Create Stunning Videos from Text with cjwbw/damo-text-to-video Cognitive Actions

22 Apr 2025
Create Stunning Videos from Text with cjwbw/damo-text-to-video Cognitive Actions

In the realm of multimedia content creation, the ability to generate videos from text descriptions opens up a world of possibilities. The cjwbw/damo-text-to-video spec provides developers with a powerful Cognitive Action to create videos through a multi-stage text-to-video diffusion model. This model captures the essence of visual semantics, transforming written prompts into dynamic video content. In this guide, we'll explore how to effectively use this action to enhance your applications.

Prerequisites

Before diving into the integration of the Cognitive Actions, ensure you have the following:

  • An API key for accessing the Cognitive Actions platform.
  • Familiarity with making HTTP requests in your preferred programming language.
  • Basic understanding of JSON format for structuring your input and output data.

Authentication typically involves passing your API key in the headers of your requests.

Cognitive Actions Overview

Generate Video from Text

The Generate Video from Text action allows you to create videos based on English text descriptions. By utilizing a sophisticated diffusion model, this action generates videos by denoising from initial Gaussian noise, capturing intricate visual elements described in your prompts.

Input

The action requires a structured input schema defined as follows:

  • fps: (Integer, optional) The frames per second for the output video. Default is 8 FPS.
  • seed: (Integer, optional) A random seed for generating variations. If not provided, a random seed will be used.
  • prompt: (String, required) Descriptive text input guiding the generation process. For example: "A panda eating bamboo on a rock."
  • numberOfFrames: (Integer, optional) Specifies the total number of frames in the output video. Default is 16 frames.
  • numberOfInferenceSteps: (Integer, optional) Indicates the number of denoising steps applied during inference, ranging from 1 to 500. Default is 50 steps.

Example Input:

{
  "fps": 8,
  "prompt": "A panda eating bamboo on a rock.",
  "numberOfFrames": 50,
  "numberOfInferenceSteps": 50
}

Output

Upon successful execution, the action returns a URL pointing to the generated video. The output will typically look like this:

Example Output:

https://assets.cognitiveactions.com/invocations/2c467727-85e2-48db-b696-e029eeef0b81/eb965f68-85c2-4ec1-8639-c23008392cb0.mp4

Conceptual Usage Example (Python)

Here’s how you might call the Generate Video from Text action using Python:

import requests
import json

# Replace with your Cognitive Actions API key and endpoint
COGNITIVE_ACTIONS_API_KEY = "YOUR_COGNITIVE_ACTIONS_API_KEY"
COGNITIVE_ACTIONS_EXECUTE_URL = "https://api.cognitiveactions.com/actions/execute"  # Hypothetical endpoint

action_id = "e9f894cb-675c-448b-9f00-6be8c177036e"  # Action ID for Generate Video from Text

# Construct the input payload based on the action's requirements
payload = {
    "fps": 8,
    "prompt": "A panda eating bamboo on a rock.",
    "numberOfFrames": 50,
    "numberOfInferenceSteps": 50
}

headers = {
    "Authorization": f"Bearer {COGNITIVE_ACTIONS_API_KEY}",
    "Content-Type": "application/json"
}

try:
    response = requests.post(
        COGNITIVE_ACTIONS_EXECUTE_URL,
        headers=headers,
        json={"action_id": action_id, "inputs": payload}  # Hypothetical structure
    )
    response.raise_for_status()  # Raise an exception for bad status codes (4xx or 5xx)

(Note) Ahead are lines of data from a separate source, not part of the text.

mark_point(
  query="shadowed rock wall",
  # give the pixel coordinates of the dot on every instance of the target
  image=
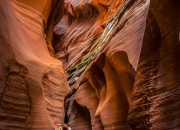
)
(134, 84)
(122, 60)
(32, 83)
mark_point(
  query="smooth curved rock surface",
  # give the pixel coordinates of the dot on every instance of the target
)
(121, 59)
(32, 83)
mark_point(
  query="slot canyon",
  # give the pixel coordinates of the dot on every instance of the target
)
(92, 64)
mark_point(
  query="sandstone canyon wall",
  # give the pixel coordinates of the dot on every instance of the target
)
(121, 59)
(32, 83)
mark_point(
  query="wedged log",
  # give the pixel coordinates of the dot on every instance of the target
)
(105, 86)
(155, 103)
(32, 83)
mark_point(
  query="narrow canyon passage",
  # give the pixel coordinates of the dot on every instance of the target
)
(92, 64)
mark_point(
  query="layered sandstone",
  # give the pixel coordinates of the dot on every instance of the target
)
(32, 83)
(121, 59)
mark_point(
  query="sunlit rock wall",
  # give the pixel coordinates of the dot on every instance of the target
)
(32, 83)
(134, 83)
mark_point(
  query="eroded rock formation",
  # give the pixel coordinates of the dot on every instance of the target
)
(32, 83)
(121, 57)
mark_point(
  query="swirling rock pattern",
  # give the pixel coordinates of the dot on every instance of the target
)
(32, 84)
(135, 83)
(132, 81)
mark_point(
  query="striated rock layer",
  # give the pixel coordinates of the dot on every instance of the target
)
(133, 82)
(32, 83)
(121, 57)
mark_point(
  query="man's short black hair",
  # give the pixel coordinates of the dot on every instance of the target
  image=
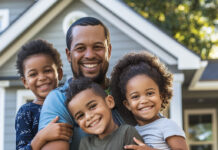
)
(81, 84)
(34, 47)
(85, 21)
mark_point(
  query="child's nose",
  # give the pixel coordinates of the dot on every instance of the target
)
(89, 116)
(42, 77)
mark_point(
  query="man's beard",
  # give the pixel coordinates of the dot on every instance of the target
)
(100, 78)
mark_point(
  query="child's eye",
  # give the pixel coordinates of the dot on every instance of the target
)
(80, 116)
(32, 75)
(150, 93)
(98, 47)
(92, 106)
(48, 70)
(134, 96)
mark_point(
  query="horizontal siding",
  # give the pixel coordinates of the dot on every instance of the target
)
(16, 7)
(10, 110)
(9, 68)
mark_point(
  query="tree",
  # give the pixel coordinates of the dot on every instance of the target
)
(190, 22)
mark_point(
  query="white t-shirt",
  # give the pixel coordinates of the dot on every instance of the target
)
(156, 133)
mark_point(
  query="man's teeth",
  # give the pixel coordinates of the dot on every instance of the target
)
(145, 108)
(93, 124)
(90, 65)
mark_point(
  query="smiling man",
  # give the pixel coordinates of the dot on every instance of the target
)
(88, 52)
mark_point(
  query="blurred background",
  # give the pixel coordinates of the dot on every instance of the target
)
(182, 33)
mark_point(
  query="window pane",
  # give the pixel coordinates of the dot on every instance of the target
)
(200, 127)
(201, 147)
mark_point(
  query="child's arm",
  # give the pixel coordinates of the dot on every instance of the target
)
(53, 131)
(177, 143)
(140, 145)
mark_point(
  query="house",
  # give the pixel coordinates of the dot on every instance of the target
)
(194, 104)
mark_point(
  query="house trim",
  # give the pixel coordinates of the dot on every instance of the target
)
(211, 111)
(5, 18)
(197, 85)
(22, 96)
(12, 33)
(3, 85)
(186, 58)
(131, 32)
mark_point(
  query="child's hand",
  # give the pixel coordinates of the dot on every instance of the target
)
(56, 131)
(140, 145)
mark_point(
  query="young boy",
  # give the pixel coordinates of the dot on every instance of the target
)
(40, 68)
(91, 108)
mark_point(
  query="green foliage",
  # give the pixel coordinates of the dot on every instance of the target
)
(191, 22)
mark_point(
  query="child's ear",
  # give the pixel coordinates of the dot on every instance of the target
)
(60, 73)
(23, 79)
(126, 104)
(110, 101)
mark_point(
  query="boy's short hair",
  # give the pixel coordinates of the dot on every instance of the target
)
(34, 47)
(81, 84)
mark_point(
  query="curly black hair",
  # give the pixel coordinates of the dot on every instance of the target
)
(80, 84)
(133, 64)
(85, 21)
(38, 46)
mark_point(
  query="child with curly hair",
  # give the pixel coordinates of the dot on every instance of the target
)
(91, 108)
(142, 87)
(40, 68)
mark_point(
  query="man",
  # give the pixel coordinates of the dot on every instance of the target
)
(88, 52)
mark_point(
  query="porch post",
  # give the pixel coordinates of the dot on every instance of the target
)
(3, 84)
(176, 102)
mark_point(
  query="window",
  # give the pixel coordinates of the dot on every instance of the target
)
(24, 96)
(4, 19)
(201, 129)
(72, 17)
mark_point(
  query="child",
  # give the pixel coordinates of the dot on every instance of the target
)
(142, 85)
(91, 108)
(40, 69)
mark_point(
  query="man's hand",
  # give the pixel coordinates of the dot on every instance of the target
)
(140, 145)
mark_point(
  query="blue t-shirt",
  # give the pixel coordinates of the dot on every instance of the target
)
(26, 125)
(54, 105)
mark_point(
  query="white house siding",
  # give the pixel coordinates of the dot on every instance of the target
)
(16, 7)
(10, 110)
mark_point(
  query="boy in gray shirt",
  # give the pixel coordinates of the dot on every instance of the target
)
(91, 108)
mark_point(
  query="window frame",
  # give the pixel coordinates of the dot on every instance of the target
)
(23, 95)
(4, 14)
(211, 111)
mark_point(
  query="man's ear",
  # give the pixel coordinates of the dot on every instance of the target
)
(23, 79)
(68, 53)
(60, 73)
(110, 101)
(126, 104)
(109, 51)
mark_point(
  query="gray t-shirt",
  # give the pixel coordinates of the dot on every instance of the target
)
(156, 133)
(115, 141)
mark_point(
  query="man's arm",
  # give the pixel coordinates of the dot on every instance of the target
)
(56, 145)
(53, 106)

    result = response.json()
    print("Action executed successfully:")
    print(json.dumps(result, indent=2))

except requests.exceptions.RequestException as e:
    print(f"Error executing action {action_id}: {e}")
    if e.response is not None:
        print(f"Response status: {e.response.status_code}")
        try:
            print(f"Response body: {e.response.json()}")
        except json.JSONDecodeError:
            print(f"Response body: {e.response.text}")

In this code snippet:

  • Replace YOUR_COGNITIVE_ACTIONS_API_KEY with your actual API key.
  • The payload is structured according to the action's input schema, including the prompt and other parameters.
  • The response from the API is handled to extract and display the generated video URL.

Conclusion

The cjwbw/damo-text-to-video Cognitive Action provides a remarkable opportunity to generate videos from textual descriptions seamlessly. By integrating this action into your applications, you can unlock the potential for dynamic content creation, enhancing user engagement and creativity.

Explore the possibilities of multimedia storytelling by leveraging the power of AI-driven video generation in your next project!